The next chapters in Anatomy were two subjects that were at the end of the other book - the senses and the endocrine system - and so I am sort of sick of them and I decided to skip them for now. I will come back to them later. The next chapters were the one on blood (thus the "buffy coat" term the other night) and the one on fluid regulation, which didn't have its own chapter in Med Terminology. Something new, yay! (And blood is a very complicated subject so I certainly needed a refresher there.)

(I am tempted to talk about Michael Jackson or LOTRO but I think I will go study instead. The former subject, in particular, does not need any more input. I had to turn MSNBC off because they have abandoned politics for the evening in favor of 24-hr King of Pop, and it was making me nuts.)
mellificent: (Dr Who - adipose)
So I finished my Medical Terminology class, and I have a certificate for it and everything (I think my final grade was 98), and now I'm on to Anatomy. I actually signed up for the Anatomy class a couple of months ago, some of you may remember, and I took a couple of tests before I decided that it was too slow to do both classes at the same time, and so I went ahead and finished the other one instead. I think I had already taken three anatomy tests - and last night I took a fourth one. It covered three chapters, all on the nervous system (one chapter on the brain, one on the spinal cord and peripheral nerves, and one on the autonomic nervous system) and so I was kind of worried since that's a lot of material - but it was easy, it turned out, and I got every question right. (If it was not open-book I would not have made a 100, because I just have not gotten the numbering system down on the cranial nerves, mnemonics or not.)

Rob is on vacation the rest of the week, and we are going to see Terminator: Salvation in a few minutes. I know it didn't get great reviews, but most of the people who've actually seen it (the ones who aren't critics, that is) seem to like it okay. I'll have to report back later.

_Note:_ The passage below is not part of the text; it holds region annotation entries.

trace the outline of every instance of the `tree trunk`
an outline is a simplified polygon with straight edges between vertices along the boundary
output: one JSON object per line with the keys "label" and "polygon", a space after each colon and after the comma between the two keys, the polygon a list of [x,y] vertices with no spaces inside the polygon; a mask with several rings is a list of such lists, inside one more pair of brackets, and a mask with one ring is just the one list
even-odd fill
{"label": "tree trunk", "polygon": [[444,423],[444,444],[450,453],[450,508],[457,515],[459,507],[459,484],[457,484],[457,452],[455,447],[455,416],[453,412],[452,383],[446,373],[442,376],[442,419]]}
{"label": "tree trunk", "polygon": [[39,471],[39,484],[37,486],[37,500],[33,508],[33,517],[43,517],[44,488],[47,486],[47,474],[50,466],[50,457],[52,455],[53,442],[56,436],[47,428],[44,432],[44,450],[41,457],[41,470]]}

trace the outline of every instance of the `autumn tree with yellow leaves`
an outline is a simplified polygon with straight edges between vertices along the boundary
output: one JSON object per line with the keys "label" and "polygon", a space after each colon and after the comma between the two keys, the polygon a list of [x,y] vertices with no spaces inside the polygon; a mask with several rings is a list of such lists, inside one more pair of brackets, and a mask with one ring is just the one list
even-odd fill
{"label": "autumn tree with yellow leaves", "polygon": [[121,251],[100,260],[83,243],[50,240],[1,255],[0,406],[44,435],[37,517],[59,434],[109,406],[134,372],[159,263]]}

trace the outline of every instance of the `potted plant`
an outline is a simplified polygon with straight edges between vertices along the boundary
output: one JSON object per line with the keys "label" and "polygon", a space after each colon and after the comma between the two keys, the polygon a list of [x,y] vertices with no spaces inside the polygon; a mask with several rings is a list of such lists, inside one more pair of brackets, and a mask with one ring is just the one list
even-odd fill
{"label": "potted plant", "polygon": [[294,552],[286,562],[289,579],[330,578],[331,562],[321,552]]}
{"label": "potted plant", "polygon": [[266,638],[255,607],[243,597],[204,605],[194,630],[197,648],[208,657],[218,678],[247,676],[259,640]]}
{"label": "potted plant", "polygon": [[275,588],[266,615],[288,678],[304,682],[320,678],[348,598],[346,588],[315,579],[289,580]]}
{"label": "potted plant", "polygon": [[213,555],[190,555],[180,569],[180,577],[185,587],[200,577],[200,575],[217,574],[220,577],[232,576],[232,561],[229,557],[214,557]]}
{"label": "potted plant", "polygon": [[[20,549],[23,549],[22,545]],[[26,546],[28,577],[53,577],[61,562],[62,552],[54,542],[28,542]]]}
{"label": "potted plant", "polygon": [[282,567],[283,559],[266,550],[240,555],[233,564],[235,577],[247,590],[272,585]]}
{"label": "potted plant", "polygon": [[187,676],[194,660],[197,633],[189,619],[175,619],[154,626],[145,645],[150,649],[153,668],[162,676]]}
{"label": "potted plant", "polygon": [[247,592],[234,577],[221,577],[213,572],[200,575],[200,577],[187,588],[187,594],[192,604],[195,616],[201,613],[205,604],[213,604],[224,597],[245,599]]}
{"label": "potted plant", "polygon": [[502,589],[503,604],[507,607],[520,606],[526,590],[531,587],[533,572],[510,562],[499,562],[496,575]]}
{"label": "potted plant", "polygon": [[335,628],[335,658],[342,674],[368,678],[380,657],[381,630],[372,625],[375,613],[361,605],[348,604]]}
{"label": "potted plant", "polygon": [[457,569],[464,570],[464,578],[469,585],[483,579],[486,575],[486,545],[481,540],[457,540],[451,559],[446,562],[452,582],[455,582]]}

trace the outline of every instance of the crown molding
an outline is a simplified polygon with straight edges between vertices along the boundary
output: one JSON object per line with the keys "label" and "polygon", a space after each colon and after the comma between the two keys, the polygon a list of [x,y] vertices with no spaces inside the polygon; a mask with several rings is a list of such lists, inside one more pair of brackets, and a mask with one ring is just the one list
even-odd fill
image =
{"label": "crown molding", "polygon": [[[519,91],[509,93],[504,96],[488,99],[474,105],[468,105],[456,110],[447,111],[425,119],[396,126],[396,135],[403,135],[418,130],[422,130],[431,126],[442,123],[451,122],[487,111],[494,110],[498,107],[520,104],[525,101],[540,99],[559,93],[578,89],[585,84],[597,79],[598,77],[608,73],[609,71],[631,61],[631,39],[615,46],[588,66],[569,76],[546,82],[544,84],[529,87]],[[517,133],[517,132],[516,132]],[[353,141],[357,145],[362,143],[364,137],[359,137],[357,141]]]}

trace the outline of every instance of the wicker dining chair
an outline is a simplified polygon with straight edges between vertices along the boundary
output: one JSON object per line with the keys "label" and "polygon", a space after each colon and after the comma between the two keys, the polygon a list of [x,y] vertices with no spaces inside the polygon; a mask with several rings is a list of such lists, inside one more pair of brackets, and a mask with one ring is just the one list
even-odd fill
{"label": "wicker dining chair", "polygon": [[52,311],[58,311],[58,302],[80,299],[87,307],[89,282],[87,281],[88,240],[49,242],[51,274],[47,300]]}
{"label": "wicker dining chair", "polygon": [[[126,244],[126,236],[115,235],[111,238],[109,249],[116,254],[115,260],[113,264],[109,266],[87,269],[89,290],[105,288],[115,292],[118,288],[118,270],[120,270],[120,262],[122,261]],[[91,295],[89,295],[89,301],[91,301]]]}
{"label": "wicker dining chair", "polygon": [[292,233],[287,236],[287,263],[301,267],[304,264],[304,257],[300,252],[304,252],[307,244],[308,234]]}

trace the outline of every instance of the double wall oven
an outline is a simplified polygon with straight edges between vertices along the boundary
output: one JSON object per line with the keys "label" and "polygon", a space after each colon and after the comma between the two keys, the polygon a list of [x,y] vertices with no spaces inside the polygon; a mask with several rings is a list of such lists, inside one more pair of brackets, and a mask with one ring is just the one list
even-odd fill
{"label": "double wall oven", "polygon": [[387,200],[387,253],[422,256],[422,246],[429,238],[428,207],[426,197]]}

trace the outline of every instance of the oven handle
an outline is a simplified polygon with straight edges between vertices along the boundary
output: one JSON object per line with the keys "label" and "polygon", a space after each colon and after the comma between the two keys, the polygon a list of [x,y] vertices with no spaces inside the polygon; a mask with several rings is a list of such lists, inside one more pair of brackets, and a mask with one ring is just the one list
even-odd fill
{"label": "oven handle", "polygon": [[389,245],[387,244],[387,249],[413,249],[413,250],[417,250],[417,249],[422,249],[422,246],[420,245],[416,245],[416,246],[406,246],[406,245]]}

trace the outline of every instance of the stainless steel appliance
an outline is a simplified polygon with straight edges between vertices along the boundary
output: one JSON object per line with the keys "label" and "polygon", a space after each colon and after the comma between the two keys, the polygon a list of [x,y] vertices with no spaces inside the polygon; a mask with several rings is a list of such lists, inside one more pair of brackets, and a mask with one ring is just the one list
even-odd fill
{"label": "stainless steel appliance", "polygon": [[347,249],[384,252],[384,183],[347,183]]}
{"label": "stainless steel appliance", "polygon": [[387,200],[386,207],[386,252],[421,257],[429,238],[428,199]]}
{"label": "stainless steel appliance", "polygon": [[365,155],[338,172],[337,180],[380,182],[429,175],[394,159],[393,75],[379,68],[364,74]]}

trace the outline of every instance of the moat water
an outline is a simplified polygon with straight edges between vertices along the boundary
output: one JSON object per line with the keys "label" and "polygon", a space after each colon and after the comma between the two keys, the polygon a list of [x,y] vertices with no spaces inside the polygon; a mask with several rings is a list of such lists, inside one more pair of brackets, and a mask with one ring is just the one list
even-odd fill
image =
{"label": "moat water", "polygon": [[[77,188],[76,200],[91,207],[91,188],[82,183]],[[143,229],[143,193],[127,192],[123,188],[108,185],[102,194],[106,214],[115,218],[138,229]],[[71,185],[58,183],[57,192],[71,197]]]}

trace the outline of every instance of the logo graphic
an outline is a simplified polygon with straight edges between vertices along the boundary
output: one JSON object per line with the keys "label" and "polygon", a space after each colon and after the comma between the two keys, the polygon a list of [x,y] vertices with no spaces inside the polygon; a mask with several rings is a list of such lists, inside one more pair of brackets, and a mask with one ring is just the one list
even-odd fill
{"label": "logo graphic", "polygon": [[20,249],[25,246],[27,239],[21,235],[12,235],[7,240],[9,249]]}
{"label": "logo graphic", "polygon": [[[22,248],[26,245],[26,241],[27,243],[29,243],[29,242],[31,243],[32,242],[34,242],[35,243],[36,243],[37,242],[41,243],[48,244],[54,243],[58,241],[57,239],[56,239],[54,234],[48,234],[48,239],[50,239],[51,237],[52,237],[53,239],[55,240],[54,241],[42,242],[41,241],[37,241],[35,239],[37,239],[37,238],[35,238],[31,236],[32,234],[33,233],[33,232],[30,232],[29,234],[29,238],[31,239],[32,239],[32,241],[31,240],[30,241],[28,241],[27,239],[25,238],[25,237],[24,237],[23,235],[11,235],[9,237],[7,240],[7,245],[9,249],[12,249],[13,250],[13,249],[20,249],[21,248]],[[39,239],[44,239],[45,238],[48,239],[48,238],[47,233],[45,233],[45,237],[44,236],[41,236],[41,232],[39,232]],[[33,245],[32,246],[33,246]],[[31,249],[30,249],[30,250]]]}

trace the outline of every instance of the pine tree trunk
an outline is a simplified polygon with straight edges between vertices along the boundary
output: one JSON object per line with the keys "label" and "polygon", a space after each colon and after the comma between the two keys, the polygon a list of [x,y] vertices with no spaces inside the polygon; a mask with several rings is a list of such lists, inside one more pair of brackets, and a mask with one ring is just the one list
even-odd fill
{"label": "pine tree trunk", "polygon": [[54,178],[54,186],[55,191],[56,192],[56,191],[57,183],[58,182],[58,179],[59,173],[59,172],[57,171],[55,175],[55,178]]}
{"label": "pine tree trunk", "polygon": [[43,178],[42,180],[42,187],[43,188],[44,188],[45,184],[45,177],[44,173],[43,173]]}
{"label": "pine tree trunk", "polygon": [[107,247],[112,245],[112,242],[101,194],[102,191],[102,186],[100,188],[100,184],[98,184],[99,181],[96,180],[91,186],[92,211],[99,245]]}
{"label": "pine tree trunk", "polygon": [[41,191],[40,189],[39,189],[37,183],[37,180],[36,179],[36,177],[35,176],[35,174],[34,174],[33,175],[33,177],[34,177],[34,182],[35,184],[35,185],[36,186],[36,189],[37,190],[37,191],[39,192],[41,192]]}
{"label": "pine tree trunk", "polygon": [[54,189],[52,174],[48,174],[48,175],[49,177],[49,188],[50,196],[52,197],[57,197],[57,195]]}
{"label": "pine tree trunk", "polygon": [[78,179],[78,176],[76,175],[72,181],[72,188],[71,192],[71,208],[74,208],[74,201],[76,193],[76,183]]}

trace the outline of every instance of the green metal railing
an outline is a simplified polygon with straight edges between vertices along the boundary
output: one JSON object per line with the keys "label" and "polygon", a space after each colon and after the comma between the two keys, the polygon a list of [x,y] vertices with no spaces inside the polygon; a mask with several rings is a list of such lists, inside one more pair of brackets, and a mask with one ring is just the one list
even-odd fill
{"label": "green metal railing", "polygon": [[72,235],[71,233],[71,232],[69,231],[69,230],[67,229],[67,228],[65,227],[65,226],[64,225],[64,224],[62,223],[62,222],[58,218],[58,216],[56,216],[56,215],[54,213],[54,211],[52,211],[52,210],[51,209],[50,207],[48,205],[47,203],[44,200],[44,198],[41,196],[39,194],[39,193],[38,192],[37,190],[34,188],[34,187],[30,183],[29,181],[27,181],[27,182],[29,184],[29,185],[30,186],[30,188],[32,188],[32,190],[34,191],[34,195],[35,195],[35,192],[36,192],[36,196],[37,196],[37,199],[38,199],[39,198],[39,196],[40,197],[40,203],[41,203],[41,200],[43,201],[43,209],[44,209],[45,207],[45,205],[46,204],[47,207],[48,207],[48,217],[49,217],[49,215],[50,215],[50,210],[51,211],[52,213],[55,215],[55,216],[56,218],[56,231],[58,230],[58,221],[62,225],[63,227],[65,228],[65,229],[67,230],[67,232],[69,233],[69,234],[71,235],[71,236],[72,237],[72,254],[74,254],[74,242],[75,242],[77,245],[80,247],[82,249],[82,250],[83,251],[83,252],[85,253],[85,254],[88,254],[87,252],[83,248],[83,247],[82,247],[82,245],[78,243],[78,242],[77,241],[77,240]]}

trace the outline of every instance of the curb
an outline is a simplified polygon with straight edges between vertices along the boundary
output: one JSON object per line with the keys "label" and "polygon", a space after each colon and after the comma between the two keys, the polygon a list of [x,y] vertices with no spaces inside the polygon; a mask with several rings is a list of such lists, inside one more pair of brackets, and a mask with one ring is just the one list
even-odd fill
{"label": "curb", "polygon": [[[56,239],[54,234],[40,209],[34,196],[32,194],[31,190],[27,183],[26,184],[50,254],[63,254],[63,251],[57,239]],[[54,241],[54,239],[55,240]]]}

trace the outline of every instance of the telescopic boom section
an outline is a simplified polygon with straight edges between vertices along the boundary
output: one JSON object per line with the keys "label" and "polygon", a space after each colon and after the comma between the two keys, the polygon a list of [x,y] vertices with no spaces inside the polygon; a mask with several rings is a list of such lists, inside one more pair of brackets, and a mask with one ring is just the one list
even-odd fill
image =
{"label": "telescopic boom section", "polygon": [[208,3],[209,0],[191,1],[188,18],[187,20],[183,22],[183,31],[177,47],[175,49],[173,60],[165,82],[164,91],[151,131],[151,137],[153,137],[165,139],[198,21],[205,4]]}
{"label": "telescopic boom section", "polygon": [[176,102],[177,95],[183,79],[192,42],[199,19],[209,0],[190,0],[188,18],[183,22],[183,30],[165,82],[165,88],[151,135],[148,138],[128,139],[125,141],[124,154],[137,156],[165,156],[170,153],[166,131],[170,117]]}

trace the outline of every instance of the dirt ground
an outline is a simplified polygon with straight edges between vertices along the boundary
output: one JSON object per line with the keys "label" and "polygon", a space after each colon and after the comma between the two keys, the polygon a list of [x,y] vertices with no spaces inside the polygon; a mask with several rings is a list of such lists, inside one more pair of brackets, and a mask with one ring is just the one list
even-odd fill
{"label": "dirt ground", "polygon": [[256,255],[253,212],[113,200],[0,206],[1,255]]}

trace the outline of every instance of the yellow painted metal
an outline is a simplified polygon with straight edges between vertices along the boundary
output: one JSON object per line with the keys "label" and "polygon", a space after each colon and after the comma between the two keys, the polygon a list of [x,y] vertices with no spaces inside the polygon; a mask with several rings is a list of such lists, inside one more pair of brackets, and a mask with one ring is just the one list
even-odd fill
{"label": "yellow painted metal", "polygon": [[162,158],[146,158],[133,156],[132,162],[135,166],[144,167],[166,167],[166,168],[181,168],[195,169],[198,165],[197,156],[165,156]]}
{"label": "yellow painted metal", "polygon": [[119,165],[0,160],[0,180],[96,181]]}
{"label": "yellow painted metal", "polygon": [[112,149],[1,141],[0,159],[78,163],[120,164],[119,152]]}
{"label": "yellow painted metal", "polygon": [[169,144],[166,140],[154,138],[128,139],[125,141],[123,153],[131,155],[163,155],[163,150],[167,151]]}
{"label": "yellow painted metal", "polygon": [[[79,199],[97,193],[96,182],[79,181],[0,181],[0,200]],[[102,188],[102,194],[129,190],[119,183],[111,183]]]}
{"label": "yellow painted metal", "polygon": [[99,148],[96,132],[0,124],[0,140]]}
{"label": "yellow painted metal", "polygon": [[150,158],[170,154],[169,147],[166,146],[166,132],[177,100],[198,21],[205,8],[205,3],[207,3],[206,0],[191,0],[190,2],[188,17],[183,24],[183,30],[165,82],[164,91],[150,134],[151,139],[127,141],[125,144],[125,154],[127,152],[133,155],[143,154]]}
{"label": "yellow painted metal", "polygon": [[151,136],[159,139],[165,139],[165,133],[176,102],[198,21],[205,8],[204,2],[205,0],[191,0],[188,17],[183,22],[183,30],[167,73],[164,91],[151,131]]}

I've been re-reading A Little Princess and now I want to see that movie again. Maybe Amazon has it cheap! But I'll have to look at that later, too, because right now I have to go.


(Incidentally, I wrote this before I saw that Col was complaining about nobody posting. But here you go, Col, anyway!)

Done!

Jun. 16th, 2009 06:44 pm
mellificent: (Astros - retro)
I just took the final. I hadn't really studied as much as I intended to, but I made a 99, so oh well. My average for the whole class was 98.5.

I started to put "sorta" after the "Done!" in the title, because I can't really take any time off to celebrate - I took too darn long getting through this thing. Now I need to go through the rest of Anatomy fast, and never mind if I don't make an A because it's not actually required anyway. (If I hadn't already paid for it I'd be tempted to skip it entirely.)

Yay me.

Jun. 5th, 2009 02:19 am
mellificent: (brain leaking)
Wow, I just took my test (the endocrine & nervous system one) and much to my surprise, I made a 100. I was really not feeling at all sure about it - and I did double-check a couple of answers on the endocrine end. I felt much more confident about the nervous system stuff. Although it would help if they would quit including words and abbreviations in the tests that aren't in the book - or in the medical dictionary, in some cases. (One was "NIDDM" - which I decided meant non-insulin-dependent diabetes mellitus. The term is in the book somewhere but that abbreviation isn't. Or in Stedman's, either.)

The endocrine system is hard. And I'm already starting to dread the final.

One chapter to go.


Added: I just added up how many terms were in the multiple panes of the vocabulary spreadsheet I've been keeping this whole time: a staggering 3700+. No wonder I'm tearing my hair out. Which would be trichotillomania, if you really want to know.



(The icon came from a fanfiction community, I think, but it seems pretty darn appropriate.)